Thursday, June 8, 2023

Migrant Crisis: Then and Now

During the past two years much has been said and written about immigration at America’s southern border. Unable to house, feed, and care for the thousands entering the country, governors have bussed many to sanctuary cities. In New York City, the mayor was forced to put up migrants in police stations for lack of housing. Such a crisis isn’t new to America. During the 1890s, New York City’s police housed as many as 148,000 immigrants in their barracks each year. According to an article in the Wall Street Journal, Chicago’s population increased by 54% from 1890 to 1900. City commissioners quickly constructed ramshackle tenements for the enormous wave of immigrants that poured into their cities. Thirteen-foot rooms were often occupied by as many as a dozen men. Flophouses charged 25 cents for a cot, locker, and screen. Many who could not afford that amount were forced to use a hammock for 7 cents or a spot on the floor for five. Others slept in the streets despite cold and snow. Unemployment was rampant.
Jacob Riis Photo of Tenements
Courtesy of Library of Congress

There was little or no safety net for those who were weakened by hunger and disease. Saddest of all were the orphaned children who were frequently cared for and fed by the police. What prompted the first change in these enormous slums? It was the work of Jacob Riis. An immigrant himself, Riis came to the United States from Denmark in 1870. Ten years later, he found work as a police reporter and saw, wrote about, and photographed the filth, squalor, poverty, and overcrowded slums. His book “How the Other Half Lives” threw light on the misery of New York City’s poverty-stricken, homeless immigrants. More than his words, it was his photographs of the crowded tenements that effected change. Theodore Roosevelt, then the city’s police commissioner, said “I have read your book and have come to help.” And help he did! 

Tenements were torn down and replaced with decent housing for the city’s population of which a quarter were mired in poverty.

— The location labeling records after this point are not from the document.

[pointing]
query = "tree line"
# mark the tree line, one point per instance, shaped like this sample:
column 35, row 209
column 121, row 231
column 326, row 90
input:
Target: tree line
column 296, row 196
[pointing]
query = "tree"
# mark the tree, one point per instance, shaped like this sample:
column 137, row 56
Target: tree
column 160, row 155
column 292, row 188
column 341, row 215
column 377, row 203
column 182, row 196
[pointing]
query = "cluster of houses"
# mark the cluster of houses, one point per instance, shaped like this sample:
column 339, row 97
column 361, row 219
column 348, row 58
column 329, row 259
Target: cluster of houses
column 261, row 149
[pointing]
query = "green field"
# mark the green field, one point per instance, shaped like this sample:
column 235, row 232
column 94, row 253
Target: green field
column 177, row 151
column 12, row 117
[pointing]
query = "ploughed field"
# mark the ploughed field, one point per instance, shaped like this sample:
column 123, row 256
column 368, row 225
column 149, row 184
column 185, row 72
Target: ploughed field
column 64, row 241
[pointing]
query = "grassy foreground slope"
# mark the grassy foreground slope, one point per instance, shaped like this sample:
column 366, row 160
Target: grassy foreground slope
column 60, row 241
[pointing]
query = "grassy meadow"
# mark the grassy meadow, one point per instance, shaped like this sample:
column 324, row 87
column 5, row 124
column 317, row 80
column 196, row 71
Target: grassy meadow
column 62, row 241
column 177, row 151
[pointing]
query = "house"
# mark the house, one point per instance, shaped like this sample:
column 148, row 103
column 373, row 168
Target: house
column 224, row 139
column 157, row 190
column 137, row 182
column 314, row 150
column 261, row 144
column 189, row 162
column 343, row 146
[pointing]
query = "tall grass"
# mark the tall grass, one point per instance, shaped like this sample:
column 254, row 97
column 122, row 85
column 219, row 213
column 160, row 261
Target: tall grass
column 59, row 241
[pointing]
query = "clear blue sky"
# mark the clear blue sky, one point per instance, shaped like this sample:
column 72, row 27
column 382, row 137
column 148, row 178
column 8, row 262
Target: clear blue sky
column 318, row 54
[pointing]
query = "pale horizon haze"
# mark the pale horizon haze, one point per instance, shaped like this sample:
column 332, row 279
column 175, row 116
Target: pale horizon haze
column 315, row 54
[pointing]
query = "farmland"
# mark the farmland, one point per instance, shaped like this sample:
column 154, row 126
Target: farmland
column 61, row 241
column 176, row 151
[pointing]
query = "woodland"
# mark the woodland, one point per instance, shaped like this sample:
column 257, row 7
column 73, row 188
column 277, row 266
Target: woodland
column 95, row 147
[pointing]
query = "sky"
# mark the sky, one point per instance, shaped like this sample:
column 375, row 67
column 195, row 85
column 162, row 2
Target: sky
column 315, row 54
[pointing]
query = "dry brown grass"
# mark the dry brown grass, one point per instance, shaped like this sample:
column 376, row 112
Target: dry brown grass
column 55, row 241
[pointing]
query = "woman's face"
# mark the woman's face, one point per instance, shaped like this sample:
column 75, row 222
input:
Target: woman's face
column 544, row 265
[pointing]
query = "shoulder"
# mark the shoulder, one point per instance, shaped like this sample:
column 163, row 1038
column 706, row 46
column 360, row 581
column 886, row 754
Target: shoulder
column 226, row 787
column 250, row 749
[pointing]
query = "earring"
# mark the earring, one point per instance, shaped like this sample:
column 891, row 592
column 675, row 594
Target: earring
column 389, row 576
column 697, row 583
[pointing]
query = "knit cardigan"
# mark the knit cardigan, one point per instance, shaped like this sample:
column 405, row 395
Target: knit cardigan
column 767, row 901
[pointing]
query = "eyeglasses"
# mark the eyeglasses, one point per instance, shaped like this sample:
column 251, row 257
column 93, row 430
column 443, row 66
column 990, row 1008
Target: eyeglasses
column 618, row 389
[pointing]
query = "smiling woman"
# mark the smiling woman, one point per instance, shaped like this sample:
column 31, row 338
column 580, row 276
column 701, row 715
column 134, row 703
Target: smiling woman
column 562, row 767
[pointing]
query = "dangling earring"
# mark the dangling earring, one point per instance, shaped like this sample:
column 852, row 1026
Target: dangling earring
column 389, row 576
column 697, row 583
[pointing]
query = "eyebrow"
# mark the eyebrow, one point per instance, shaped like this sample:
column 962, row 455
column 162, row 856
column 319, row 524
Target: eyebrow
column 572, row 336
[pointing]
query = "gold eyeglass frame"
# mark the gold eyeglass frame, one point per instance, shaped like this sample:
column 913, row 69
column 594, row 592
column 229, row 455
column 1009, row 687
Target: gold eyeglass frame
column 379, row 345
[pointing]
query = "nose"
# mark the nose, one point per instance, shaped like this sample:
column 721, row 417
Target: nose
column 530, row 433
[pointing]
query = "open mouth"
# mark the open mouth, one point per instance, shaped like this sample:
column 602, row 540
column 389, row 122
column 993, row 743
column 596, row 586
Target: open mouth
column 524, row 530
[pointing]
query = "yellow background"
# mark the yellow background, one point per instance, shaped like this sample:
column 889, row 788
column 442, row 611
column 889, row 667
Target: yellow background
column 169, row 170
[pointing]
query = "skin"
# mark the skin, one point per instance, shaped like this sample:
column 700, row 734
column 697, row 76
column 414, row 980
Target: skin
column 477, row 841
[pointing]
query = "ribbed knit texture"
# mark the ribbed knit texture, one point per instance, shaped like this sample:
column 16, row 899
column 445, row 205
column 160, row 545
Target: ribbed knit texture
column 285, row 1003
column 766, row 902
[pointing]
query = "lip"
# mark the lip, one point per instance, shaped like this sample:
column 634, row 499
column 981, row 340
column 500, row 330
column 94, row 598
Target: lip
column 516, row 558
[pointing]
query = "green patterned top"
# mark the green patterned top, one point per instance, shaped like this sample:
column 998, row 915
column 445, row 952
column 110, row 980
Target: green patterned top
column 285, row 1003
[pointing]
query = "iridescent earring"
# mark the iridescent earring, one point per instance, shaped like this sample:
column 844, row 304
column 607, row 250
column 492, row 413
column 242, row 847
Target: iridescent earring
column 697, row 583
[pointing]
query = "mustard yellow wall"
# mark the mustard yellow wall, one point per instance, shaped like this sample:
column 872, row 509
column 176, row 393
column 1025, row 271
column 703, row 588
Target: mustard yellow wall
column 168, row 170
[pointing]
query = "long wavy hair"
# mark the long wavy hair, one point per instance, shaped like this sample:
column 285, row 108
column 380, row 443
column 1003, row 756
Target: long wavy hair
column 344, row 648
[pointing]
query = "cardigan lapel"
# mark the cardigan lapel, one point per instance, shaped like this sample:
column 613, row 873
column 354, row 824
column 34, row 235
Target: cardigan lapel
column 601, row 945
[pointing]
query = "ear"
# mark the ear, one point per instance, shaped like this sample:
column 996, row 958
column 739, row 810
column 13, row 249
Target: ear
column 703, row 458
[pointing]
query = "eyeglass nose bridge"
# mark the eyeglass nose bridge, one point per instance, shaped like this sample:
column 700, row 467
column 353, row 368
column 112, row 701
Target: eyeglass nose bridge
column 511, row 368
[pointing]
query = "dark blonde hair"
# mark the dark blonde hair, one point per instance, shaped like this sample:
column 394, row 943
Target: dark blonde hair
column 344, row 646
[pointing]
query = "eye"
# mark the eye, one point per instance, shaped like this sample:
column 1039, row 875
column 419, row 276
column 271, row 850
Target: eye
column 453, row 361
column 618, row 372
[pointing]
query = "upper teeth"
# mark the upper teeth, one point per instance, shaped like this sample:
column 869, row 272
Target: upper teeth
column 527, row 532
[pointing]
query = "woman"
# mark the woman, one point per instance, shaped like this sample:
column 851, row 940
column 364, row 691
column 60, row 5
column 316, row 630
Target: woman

Streets were cleaned up. Reformers and missionaries opened day nurseries and schools for thousands of homeless children. “Out placing” by the Children’s Aid society began the Orphan Train Movement that found homes, some good and some ruinous, for more than 200,000 children. Nearly 8,000 were settled in Ohio. (See 2012 post "Following the Orphan Train Riders.")

Roosevelt once said he hoped that coming to the “new land would be a turning point in their lives; wished that they might find there all their dreams had painted for them; and how earnestly he, as a citizen of the great republic; welcomed them to it.” It took years of reform and constant effort to make that promise a reality.